Toolbox
How to Evaluate (and Use) Web Application Security Scanners
Specialized application penetration testing tools and services can help keep websites from serving as a front door for hackers and malware
By Mary Brandel
It’s also optimal for the tool or service to export results directly to a static source code scanning tool. That’s because while Web application testing tools can tell you what kind of vulnerability you have, they don’t pinpoint the exact location in the code where the problem lies. “Detecting vulnerability is 50 percent of the job,” Fieman says. “You have to close the loop.”
Evaluation Criteria
According to Gartner, there are almost no dramatic differences between vendors’ scanning technology principles; differentiation lies among vendors’ ability to do the following:
- Tightly integrate with software development and production processes and platforms.
- Manage and report across multiple deployed scanners.
- Scale to different size environments.
- Provide features and services beyond scanning, such as source code scanning; Sox, HIPAA and other compliance analyses; automatic vulnerability fixing; hosting services; training; assistance in process design; and consulting in the adoption of security into the SDLC process.

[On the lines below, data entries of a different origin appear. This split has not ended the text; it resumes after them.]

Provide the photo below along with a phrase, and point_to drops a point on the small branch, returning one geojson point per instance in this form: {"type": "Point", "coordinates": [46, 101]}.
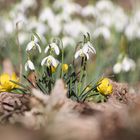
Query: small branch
{"type": "Point", "coordinates": [19, 52]}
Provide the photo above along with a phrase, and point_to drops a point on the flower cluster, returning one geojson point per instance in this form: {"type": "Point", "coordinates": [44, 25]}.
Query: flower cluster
{"type": "Point", "coordinates": [54, 68]}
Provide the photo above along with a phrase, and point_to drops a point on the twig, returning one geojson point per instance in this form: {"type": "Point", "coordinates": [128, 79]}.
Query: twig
{"type": "Point", "coordinates": [19, 52]}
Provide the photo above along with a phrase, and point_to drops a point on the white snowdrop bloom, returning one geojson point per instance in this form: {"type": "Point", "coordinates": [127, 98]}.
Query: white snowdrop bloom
{"type": "Point", "coordinates": [56, 26]}
{"type": "Point", "coordinates": [131, 31]}
{"type": "Point", "coordinates": [8, 26]}
{"type": "Point", "coordinates": [46, 15]}
{"type": "Point", "coordinates": [128, 64]}
{"type": "Point", "coordinates": [120, 19]}
{"type": "Point", "coordinates": [75, 28]}
{"type": "Point", "coordinates": [29, 65]}
{"type": "Point", "coordinates": [50, 61]}
{"type": "Point", "coordinates": [117, 68]}
{"type": "Point", "coordinates": [84, 52]}
{"type": "Point", "coordinates": [90, 47]}
{"type": "Point", "coordinates": [68, 41]}
{"type": "Point", "coordinates": [33, 45]}
{"type": "Point", "coordinates": [104, 5]}
{"type": "Point", "coordinates": [102, 31]}
{"type": "Point", "coordinates": [52, 47]}
{"type": "Point", "coordinates": [41, 28]}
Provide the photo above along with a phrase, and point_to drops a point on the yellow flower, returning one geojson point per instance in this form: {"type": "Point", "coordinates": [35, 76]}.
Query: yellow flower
{"type": "Point", "coordinates": [65, 67]}
{"type": "Point", "coordinates": [6, 84]}
{"type": "Point", "coordinates": [105, 87]}
{"type": "Point", "coordinates": [88, 88]}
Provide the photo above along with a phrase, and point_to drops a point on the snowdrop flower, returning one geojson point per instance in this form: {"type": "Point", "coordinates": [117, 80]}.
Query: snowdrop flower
{"type": "Point", "coordinates": [53, 47]}
{"type": "Point", "coordinates": [50, 61]}
{"type": "Point", "coordinates": [128, 64]}
{"type": "Point", "coordinates": [88, 11]}
{"type": "Point", "coordinates": [104, 5]}
{"type": "Point", "coordinates": [33, 45]}
{"type": "Point", "coordinates": [73, 30]}
{"type": "Point", "coordinates": [29, 65]}
{"type": "Point", "coordinates": [84, 52]}
{"type": "Point", "coordinates": [68, 41]}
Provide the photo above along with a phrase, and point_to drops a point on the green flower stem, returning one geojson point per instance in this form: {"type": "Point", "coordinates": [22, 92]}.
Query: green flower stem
{"type": "Point", "coordinates": [62, 59]}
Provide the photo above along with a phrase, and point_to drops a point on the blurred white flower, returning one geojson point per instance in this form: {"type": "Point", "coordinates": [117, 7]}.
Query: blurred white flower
{"type": "Point", "coordinates": [29, 65]}
{"type": "Point", "coordinates": [88, 11]}
{"type": "Point", "coordinates": [68, 6]}
{"type": "Point", "coordinates": [28, 3]}
{"type": "Point", "coordinates": [127, 64]}
{"type": "Point", "coordinates": [33, 45]}
{"type": "Point", "coordinates": [84, 52]}
{"type": "Point", "coordinates": [131, 31]}
{"type": "Point", "coordinates": [23, 37]}
{"type": "Point", "coordinates": [46, 15]}
{"type": "Point", "coordinates": [52, 47]}
{"type": "Point", "coordinates": [102, 31]}
{"type": "Point", "coordinates": [8, 26]}
{"type": "Point", "coordinates": [50, 61]}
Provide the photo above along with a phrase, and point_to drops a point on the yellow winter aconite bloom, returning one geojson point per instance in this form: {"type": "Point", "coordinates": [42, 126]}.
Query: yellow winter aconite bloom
{"type": "Point", "coordinates": [105, 87]}
{"type": "Point", "coordinates": [65, 67]}
{"type": "Point", "coordinates": [6, 84]}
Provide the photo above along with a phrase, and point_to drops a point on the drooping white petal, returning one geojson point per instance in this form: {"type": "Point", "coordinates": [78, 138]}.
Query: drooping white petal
{"type": "Point", "coordinates": [26, 66]}
{"type": "Point", "coordinates": [29, 65]}
{"type": "Point", "coordinates": [54, 62]}
{"type": "Point", "coordinates": [46, 49]}
{"type": "Point", "coordinates": [30, 45]}
{"type": "Point", "coordinates": [50, 60]}
{"type": "Point", "coordinates": [85, 48]}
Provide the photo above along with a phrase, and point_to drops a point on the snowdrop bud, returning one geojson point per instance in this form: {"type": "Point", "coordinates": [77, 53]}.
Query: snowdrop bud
{"type": "Point", "coordinates": [29, 65]}
{"type": "Point", "coordinates": [33, 45]}
{"type": "Point", "coordinates": [53, 47]}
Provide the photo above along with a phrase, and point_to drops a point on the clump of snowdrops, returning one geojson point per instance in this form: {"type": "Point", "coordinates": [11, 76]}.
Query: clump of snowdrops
{"type": "Point", "coordinates": [74, 74]}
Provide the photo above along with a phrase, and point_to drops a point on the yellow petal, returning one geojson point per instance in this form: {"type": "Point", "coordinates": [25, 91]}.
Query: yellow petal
{"type": "Point", "coordinates": [4, 78]}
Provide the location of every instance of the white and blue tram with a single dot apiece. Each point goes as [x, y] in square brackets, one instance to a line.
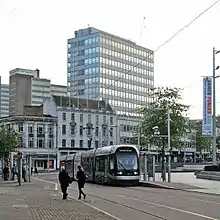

- Gartner adds the following technological criteria to consider:
- Vulnerability detection and corrective analysis. Vulnerabilities should be reported, and suggestions for correction should be made in a language that developers can understand. The scanner should identify the relevant webpage and URL where the vulnerability was detected. False positives must be low.
- Continuous and prompt update of the vulnerability database. Because new attacks appear over time, vendors must keep a database of all known vulnerabilities and promptly update it with new vulnerabilities as part of the standard maintenance contract. A metadata repository would help in analyzing vulnerabilities and remedies.
- Reporting and analysis. The tool should aid in classifying detected vulnerabilities and rating them according to their severity. In addition, detailed explanations of vulnerabilities, suggested solutions, and linkage to existing patches and patterns should be available. Reports should cater to application developers and security professionals of different levels.
- Ease of use by nonsecurity experts.
- Protocol support. Most scanners use only HTML and HTTP to probe Web-enabled applications. However, it broadens usability when other protocols are supported, such as SOAP, SNA, LU 6.2, RPC and RMI.
- The tool should support common Web server platforms, such as IIS and Apache, as well as hosted functionality in the form of ASP, JSP and ASP.NET.
Dos and Don’ts
DO make sure your company is ready to make a real investment not just in the tool, but also in training, staffing and developing robust processes around finding and fixing vulnerabilities. “The main weakness I see is companies that feel they can take the product, point it at their applications and get the same wealth of information they could get if they did manual or highly assisted testing,” Kelley says. “You have to educate your testers on how to test, and they need time to work with and configure and use some of the add-ons provided to assist the process.”